Occurrence aircraft after coming to a stop (Source: Ontario Provincial Police)
On 24 February 2020, the Fairchild SA227-DC Metro 23 aircraft operated by Perimeter Aviation as Bearskin Airlines flight 344 was conducting a flight from Dryden Regional Airport, Ontario, to Sioux Lookout Airport, Ontario, with two crew members and six passengers on board. At 1610 local time, as the aircraft commenced its take-off roll, directional control was lost which caused the aircraft to exit the right side of the runway and come to rest approximately 18 m off the side in about 46 cm of snow. The aircraft was substantially damaged. The flight crew and passengers egressed through the main cabin door.

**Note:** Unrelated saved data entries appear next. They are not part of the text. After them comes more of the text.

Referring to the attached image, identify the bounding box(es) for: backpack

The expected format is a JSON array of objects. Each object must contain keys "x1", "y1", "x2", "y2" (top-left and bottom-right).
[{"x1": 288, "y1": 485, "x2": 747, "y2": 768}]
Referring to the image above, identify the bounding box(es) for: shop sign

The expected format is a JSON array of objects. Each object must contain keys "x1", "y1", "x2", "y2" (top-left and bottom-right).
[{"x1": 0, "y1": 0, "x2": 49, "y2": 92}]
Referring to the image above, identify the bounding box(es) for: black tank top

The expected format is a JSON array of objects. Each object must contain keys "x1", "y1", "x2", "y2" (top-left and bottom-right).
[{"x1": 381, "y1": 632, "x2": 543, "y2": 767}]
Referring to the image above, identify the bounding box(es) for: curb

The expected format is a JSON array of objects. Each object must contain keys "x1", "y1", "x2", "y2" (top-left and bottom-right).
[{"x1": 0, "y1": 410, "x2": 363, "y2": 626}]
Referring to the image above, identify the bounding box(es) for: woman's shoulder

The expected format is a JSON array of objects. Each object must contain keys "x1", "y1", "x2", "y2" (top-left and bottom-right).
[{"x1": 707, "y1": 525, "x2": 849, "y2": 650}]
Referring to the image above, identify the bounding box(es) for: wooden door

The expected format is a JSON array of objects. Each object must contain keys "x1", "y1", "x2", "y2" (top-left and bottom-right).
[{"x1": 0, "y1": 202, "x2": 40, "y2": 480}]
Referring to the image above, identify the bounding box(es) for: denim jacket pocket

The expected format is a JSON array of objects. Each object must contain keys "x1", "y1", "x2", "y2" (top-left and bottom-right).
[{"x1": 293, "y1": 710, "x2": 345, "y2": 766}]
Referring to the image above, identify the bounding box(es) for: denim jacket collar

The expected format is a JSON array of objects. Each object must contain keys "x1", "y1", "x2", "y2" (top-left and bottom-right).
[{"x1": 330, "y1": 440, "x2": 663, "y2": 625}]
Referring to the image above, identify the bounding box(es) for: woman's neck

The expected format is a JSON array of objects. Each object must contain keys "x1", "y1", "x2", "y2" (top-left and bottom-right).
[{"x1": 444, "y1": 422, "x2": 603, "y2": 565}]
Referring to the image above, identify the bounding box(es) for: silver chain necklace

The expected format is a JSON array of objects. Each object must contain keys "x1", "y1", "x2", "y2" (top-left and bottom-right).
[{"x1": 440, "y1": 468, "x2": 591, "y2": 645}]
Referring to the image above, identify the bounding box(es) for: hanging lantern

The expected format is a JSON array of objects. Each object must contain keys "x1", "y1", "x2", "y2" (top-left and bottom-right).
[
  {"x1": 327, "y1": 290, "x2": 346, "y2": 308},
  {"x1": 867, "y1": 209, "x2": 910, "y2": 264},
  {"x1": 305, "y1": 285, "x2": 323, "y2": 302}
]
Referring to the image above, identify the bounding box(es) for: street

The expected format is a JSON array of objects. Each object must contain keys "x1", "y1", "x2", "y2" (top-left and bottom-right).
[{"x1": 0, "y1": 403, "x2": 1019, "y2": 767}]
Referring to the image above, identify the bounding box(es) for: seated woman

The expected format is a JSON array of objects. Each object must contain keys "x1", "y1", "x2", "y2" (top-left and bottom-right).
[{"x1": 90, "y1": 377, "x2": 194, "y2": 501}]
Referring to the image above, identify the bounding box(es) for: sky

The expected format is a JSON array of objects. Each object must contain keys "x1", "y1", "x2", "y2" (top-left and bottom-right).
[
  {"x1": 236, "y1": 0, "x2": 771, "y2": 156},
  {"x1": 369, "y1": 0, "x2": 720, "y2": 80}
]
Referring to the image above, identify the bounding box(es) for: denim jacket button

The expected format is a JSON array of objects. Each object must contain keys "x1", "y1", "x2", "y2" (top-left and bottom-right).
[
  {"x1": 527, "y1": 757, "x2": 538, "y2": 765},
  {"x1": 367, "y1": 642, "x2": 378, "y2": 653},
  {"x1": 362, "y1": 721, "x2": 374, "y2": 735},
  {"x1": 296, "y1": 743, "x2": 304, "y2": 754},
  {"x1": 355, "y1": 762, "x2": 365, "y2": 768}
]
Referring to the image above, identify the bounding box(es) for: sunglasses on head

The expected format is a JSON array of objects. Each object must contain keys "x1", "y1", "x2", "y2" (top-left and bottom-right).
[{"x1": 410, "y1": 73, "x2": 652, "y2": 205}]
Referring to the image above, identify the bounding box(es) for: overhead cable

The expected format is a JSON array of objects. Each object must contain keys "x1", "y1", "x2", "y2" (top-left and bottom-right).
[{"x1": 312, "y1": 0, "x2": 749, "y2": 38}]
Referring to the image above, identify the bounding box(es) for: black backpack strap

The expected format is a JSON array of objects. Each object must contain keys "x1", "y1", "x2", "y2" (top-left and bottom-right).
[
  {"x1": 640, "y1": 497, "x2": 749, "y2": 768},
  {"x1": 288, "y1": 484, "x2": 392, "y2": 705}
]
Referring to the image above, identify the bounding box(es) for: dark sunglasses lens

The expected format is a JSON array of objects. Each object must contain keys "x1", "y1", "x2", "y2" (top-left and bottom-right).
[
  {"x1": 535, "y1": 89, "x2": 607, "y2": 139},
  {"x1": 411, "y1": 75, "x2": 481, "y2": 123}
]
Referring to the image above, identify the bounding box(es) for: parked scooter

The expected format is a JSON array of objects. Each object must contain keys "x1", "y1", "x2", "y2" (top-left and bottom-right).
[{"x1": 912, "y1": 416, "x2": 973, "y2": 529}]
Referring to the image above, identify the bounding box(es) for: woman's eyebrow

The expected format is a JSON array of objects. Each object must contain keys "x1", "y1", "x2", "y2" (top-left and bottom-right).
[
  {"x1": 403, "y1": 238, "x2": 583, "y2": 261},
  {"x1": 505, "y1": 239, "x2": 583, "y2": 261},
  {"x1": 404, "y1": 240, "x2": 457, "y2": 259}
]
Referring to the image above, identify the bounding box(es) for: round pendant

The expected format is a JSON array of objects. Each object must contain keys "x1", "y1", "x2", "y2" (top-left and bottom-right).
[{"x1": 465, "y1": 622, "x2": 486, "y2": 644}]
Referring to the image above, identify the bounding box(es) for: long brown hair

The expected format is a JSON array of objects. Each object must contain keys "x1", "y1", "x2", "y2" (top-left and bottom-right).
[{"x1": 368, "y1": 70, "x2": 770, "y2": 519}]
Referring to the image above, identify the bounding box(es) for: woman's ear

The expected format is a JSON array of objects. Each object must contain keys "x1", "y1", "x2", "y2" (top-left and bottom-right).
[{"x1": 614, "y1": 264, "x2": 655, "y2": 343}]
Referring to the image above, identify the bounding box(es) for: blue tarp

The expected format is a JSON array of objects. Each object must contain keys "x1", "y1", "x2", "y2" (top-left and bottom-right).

The investigation found that while the crew was carrying out the “Before Taxi” checklist, the task of disengaging the propeller start locks was initiated; however, it was interrupted and not completed. After the captain told the first officer to stand by, the crew’s focus shifted to other tasks. It is likely that this slip of attention resulted in the engine power levers not being pulled over the flight idle gate to release the start locks. The “Before Taxi” checklist did not contain a task to ensure that the start locks had been released and, as a result, the crew began taxiing unaware that the right propeller start locks were still engaged. It was determined that, during the takeoff roll, the power was advanced through 20%, but the “positive torque” call required by standard operating procedures was not made, and the engine torque differential was not noticed by the crew. As a result, power lever advancement continued although the right engine thrust remained near zero. The engaged start locks prevented the right propeller from producing the required thrust, which resulted in a significant thrust differential. With less thrust being generated by the right engine, the aircraft experienced a loss of directional control and exited the runway. The injuries to the passenger resulted from propeller blade fragments penetrating the cabin wall during impact with a frozen snowbank.
Following the occurrence, Perimeter Aviation changed its procedures and checklists to better ensure that the propeller start locks are disengaged before taxiing and to raise awareness and understanding of the Metro aircraft’s propeller start lock system. The company also enhanced training for less experienced flight crew members.